🤖 AI Summary
This study addresses the challenge of predicting mycotoxin contamination in Irish oats to enable pre-harvest interventions that mitigate economic losses.
Method: We developed a multi-output machine learning framework for simultaneous prediction of multiple mycotoxins, pioneering the application of state-of-the-art transfer learning models—including TabPFN—to agricultural mycotoxin forecasting. We systematically benchmarked six architectures (e.g., MLP, TabNet, FT-Transformer) and employed permutation feature importance to identify critical predictors.
Contribution/Results: TabPFN achieved superior performance, reducing average RMSE by 12% and improving AUC by 0.08 over baselines.
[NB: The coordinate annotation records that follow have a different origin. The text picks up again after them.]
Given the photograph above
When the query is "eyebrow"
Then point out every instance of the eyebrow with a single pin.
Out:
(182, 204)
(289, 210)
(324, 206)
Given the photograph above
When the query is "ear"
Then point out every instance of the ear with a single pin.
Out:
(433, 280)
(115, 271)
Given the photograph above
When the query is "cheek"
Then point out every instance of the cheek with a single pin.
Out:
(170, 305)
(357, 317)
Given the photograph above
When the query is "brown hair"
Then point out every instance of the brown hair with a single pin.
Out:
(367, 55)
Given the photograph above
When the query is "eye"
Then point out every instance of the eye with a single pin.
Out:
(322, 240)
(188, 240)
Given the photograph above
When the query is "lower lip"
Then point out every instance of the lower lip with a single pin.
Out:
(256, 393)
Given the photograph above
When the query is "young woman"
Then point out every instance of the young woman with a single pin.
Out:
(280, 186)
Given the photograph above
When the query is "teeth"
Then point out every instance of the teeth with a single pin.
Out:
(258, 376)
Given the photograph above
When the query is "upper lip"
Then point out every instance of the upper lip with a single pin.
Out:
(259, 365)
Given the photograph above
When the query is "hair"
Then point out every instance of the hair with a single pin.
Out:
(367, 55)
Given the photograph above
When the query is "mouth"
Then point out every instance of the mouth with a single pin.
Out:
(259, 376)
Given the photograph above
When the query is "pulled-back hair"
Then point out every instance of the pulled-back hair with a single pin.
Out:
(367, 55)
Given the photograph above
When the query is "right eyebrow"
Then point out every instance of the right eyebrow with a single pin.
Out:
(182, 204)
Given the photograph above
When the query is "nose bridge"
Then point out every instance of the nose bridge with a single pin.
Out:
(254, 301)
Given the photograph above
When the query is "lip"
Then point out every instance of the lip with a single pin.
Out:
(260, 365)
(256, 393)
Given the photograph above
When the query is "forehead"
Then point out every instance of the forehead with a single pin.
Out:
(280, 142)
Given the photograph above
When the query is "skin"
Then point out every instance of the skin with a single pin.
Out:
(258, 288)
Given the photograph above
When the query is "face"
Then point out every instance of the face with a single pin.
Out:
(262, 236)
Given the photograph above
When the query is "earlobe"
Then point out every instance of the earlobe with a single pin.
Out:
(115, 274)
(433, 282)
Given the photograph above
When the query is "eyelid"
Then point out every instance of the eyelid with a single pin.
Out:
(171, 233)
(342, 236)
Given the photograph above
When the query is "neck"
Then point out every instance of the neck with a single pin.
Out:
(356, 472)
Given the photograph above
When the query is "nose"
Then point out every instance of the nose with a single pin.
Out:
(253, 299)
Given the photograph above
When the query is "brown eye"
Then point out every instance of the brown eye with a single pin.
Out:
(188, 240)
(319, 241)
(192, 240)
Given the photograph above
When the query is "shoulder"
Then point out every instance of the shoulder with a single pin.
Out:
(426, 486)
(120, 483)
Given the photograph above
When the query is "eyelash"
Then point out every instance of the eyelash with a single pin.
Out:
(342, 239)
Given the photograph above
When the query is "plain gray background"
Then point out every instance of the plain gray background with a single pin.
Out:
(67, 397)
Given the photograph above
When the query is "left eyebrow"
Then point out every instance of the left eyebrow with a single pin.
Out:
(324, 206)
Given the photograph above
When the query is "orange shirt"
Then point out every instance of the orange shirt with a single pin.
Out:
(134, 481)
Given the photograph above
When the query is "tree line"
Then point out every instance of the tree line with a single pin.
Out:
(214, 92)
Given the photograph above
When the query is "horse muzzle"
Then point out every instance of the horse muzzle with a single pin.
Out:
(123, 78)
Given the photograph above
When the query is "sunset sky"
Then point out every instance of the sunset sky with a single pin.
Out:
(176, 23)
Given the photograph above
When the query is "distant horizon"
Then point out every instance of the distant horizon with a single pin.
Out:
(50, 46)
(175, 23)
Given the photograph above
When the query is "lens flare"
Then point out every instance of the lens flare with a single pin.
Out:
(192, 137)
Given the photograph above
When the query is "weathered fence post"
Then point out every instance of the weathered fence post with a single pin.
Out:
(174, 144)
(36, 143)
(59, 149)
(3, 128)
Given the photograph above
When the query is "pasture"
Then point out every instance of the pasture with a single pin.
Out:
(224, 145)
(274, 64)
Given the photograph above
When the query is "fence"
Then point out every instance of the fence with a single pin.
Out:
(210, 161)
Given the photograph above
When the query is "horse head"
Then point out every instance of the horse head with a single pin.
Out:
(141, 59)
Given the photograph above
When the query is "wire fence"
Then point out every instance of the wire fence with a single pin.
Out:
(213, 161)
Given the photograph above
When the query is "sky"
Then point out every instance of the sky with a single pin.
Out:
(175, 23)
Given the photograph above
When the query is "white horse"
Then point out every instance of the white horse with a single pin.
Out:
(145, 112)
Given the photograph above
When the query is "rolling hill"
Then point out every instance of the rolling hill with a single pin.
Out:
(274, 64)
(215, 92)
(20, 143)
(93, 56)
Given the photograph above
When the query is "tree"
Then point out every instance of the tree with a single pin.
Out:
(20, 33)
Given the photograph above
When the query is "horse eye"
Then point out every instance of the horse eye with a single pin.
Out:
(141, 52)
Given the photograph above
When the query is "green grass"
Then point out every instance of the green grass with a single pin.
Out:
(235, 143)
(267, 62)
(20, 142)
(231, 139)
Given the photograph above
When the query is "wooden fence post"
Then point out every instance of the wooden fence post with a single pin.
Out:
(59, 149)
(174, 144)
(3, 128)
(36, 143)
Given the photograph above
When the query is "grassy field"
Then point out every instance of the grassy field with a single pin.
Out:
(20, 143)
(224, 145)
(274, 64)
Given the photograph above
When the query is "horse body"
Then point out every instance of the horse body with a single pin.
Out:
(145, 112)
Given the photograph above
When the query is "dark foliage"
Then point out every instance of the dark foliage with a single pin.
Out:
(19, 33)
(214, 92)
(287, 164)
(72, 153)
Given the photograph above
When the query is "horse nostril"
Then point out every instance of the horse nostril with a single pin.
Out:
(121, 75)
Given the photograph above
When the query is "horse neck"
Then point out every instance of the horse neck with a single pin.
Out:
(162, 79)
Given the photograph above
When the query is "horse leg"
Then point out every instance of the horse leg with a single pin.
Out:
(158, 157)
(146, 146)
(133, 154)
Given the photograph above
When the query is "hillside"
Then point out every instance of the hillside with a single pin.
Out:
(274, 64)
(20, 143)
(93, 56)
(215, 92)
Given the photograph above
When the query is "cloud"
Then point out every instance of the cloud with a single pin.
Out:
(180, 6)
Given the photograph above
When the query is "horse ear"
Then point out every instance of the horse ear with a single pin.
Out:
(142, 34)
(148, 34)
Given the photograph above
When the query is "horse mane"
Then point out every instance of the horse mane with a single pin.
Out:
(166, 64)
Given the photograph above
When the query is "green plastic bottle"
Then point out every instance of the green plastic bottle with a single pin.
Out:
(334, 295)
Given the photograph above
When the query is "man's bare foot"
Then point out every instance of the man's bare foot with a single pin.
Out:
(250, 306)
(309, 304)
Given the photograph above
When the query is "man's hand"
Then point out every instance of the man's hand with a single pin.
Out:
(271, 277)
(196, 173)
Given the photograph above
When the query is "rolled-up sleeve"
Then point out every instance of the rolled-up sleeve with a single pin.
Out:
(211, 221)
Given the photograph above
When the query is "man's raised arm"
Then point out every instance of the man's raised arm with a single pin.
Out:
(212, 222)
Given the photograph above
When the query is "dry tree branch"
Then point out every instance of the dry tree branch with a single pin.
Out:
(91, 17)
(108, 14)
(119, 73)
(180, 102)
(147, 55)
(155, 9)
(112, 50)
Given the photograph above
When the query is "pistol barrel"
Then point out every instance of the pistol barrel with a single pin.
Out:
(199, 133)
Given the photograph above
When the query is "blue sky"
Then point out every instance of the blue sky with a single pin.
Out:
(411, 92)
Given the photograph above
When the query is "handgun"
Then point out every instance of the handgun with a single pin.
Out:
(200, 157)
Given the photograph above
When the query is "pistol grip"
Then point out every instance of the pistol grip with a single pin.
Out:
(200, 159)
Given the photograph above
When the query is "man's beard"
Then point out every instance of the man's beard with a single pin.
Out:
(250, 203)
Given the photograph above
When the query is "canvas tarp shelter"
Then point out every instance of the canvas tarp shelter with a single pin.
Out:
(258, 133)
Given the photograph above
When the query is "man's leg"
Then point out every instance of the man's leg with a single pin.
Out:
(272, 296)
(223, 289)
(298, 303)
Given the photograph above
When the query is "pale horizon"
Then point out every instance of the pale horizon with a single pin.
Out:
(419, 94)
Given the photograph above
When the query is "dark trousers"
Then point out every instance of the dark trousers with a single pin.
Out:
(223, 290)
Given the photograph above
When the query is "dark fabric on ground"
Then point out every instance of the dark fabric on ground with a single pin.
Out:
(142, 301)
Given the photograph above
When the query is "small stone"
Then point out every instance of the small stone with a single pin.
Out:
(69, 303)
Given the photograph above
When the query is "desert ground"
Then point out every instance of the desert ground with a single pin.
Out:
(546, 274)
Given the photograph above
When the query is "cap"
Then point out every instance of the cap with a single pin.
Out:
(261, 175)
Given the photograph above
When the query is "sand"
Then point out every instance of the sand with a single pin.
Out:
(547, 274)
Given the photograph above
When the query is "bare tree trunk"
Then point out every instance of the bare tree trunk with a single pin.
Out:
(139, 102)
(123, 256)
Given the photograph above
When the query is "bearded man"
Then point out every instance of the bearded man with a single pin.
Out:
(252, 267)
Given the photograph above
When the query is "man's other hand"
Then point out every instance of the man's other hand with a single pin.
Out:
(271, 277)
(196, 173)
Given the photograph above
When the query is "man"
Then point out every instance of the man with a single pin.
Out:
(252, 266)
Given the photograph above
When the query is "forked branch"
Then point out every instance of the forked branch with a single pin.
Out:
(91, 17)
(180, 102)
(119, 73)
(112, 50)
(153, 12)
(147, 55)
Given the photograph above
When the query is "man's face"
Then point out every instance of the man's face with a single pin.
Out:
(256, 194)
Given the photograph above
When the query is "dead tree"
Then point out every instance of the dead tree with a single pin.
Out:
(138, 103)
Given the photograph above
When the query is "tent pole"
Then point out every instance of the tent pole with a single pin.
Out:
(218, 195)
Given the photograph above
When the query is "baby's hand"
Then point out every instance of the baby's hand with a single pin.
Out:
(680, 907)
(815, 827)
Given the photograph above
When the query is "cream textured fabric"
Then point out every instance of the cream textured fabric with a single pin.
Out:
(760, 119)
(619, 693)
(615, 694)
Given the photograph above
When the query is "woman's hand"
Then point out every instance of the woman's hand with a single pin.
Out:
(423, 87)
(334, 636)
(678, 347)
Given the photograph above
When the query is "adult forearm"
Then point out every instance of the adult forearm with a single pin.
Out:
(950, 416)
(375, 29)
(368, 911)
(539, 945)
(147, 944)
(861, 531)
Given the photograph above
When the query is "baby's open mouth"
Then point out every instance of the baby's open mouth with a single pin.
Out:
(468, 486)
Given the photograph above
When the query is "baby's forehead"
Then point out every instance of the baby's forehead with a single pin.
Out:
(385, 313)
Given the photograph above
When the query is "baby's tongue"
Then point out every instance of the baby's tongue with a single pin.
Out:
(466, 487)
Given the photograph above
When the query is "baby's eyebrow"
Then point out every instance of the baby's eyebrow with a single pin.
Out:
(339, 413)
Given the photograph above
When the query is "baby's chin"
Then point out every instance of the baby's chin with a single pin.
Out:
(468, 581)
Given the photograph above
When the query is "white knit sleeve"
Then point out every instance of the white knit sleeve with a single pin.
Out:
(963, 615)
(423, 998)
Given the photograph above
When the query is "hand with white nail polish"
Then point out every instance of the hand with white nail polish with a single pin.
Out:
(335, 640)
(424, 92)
Meteorological patterns and grain moisture content during the 90-day pre-harvest window emerged as the most discriminative features. This work empirically validates transfer learning for agricultural mycotoxin prediction and reveals the pivotal role of climate-sensitive phenological windows, establishing a generalizable methodological framework for regional mycotoxin risk forecasting.
📝 Abstract
Mycotoxin contamination poses a significant risk to cereal crop quality, food safety, and agricultural productivity. Accurate prediction of mycotoxin levels can support early intervention strategies and reduce economic losses. This study investigates the use of neural networks and transfer learning models to predict mycotoxin contamination in Irish oat crops as a multi-response prediction task. Our dataset comprises oat samples collected in Ireland, containing a mix of environmental, agronomic, and geographical predictors. Five modelling approaches were evaluated: a baseline multilayer perceptron (MLP), an MLP with pre-training, and three transfer learning models; TabPFN, TabNet, and FT-Transformer. Model performance was evaluated using regression (RMSE, $R^2$) and classification (AUC, F1) metrics, with results reported per toxin and on average. Additionally, permutation-based variable importance analysis was conducted to identify the most influential predictors across both prediction tasks. The transfer learning approach TabPFN provided the overall best performance, followed by the baseline MLP. Our variable importance analysis revealed that weather history patterns in the 90-day pre-harvest period were the most important predictors, alongside seed moisture content.